Segal George (1924-2000) couple on a bedCarlos de Oliveira (1921-1981) transpôs para português sete dos sonetos de Shakespeare (1564-1616) a que chamou Sonetos de Shakespeare rescritos em português. No grupo, o soneto VI transpõe o soneto 73 de Shakespeare, e nele é de uma desolada e intensa reflexão sobre o envelhecimento numa imagem de inverno da vida que se fala. A velhice como espelho de ruína, e cinza do extinto fogo de viver. Apenas um consolo: amar quem está tão próximo da morte.
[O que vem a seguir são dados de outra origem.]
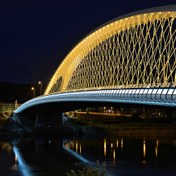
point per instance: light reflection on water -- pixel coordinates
(120, 156)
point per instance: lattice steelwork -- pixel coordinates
(137, 51)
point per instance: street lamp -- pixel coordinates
(41, 86)
(33, 90)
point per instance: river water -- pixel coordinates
(118, 156)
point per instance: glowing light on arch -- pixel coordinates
(134, 51)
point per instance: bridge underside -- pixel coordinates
(163, 97)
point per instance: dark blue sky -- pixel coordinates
(36, 35)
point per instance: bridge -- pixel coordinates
(129, 60)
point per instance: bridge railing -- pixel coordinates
(7, 107)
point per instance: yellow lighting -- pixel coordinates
(119, 39)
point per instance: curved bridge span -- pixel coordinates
(150, 97)
(129, 60)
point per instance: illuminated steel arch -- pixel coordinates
(134, 51)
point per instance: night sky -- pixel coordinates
(36, 35)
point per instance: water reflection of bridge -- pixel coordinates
(128, 61)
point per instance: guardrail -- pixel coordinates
(7, 108)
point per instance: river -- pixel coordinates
(117, 156)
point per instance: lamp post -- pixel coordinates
(33, 90)
(41, 86)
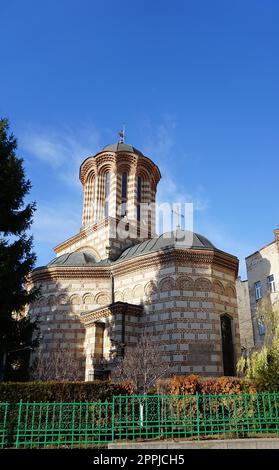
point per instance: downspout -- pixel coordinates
(123, 332)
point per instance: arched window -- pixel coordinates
(124, 194)
(139, 195)
(107, 191)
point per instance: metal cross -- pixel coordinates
(122, 135)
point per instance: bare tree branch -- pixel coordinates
(142, 365)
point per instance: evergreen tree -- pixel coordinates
(16, 259)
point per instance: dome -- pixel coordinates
(81, 258)
(177, 239)
(121, 147)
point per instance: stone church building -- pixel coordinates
(115, 279)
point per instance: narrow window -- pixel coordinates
(139, 192)
(271, 283)
(258, 290)
(124, 194)
(107, 190)
(261, 327)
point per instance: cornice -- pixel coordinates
(67, 272)
(135, 160)
(156, 259)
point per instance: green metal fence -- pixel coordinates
(85, 424)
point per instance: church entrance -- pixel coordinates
(227, 345)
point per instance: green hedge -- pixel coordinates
(59, 391)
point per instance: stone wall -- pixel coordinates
(260, 265)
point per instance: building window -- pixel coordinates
(261, 327)
(271, 283)
(139, 191)
(90, 375)
(258, 290)
(124, 194)
(107, 191)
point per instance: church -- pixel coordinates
(116, 279)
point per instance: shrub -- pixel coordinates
(60, 391)
(191, 384)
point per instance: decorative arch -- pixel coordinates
(63, 299)
(230, 291)
(184, 283)
(138, 292)
(218, 287)
(150, 288)
(75, 299)
(88, 299)
(51, 300)
(203, 284)
(102, 298)
(167, 284)
(41, 302)
(127, 294)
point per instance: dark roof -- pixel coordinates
(121, 147)
(177, 239)
(78, 258)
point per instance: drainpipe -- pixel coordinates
(112, 287)
(123, 332)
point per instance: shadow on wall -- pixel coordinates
(179, 313)
(258, 270)
(60, 353)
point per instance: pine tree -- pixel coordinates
(16, 258)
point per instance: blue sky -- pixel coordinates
(196, 83)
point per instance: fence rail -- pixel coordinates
(132, 417)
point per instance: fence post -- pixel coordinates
(198, 415)
(18, 424)
(113, 420)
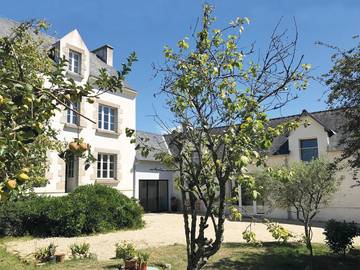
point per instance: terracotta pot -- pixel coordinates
(131, 265)
(52, 259)
(143, 266)
(60, 258)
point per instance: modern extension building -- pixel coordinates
(320, 137)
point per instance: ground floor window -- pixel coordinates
(242, 197)
(106, 166)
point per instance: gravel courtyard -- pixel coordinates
(160, 229)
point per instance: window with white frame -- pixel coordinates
(106, 118)
(106, 166)
(75, 61)
(308, 149)
(72, 117)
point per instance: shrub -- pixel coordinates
(278, 232)
(107, 209)
(250, 237)
(44, 254)
(89, 209)
(339, 235)
(125, 251)
(80, 251)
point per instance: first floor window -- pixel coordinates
(308, 149)
(106, 118)
(75, 61)
(106, 166)
(73, 117)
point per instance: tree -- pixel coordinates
(344, 92)
(219, 103)
(33, 87)
(305, 187)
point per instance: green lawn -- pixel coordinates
(231, 256)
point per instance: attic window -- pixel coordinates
(309, 149)
(74, 61)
A propósito do soneto 18 de Shakespeare escrevi que poucas vezes as traduções de sonetos do mestre são satisfatórias. Hoje, com a versão do soneto 73 por Carlos de Oliveira estamos perante uma obra-prima. Com ela vos deixo.

 

Soneto VI (73)

Esta estação do ano podes vê-la

em mim: folhas caindo ou já caídas;

ramos que o frémito do frio gela;

árvore em ruína, aves despedidas.

E podes ver em mim, crepuscular,

o dia que se extingue sobre o poente,

com a noite sem astros a anunciar

o repouso da morte, gradualmente.

Ou podes ver o lume extraordinário,

morrendo do que vive: a claridade,

deitado sobre o leito mortuário

que é a cinza da sua mocidade.

Eis o que torna o amor mais forte:

amar quem está tão próximo da morte.

 

Transcrito de Obras de Carlos de Oliveira, Editorial Caminho, Lisboa, 1992.

 

SONNET 73

That time of year thou mayst in me behold

When yellow leaves, or none, or few, do hang

Upon those boughs which shake against the cold,

Bare ruined choirs, where late the sweet birds sang.

In me thou seest the twilight of such day

As after sunset fadeth in the west,

Which by and by black night doth take away,

Death’s second self, that seals up all in rest.

In me thou seest the glowing of such fire

That on the ashes of his youth doth lie,

As the death-bed whereon it must expire

Consumed with that which it was nourished by.

This thou perceiv’st, which makes thy love more strong,

To love that well, which thou must leave ere long.

Transcrito de Complete Sonnets and Poems, edited by Colin Burrow, Oxford University Press, 2002.

 

Acompanha o artigo a imagem de uma escultura de George Segal (1924-2000) — Casal na cama.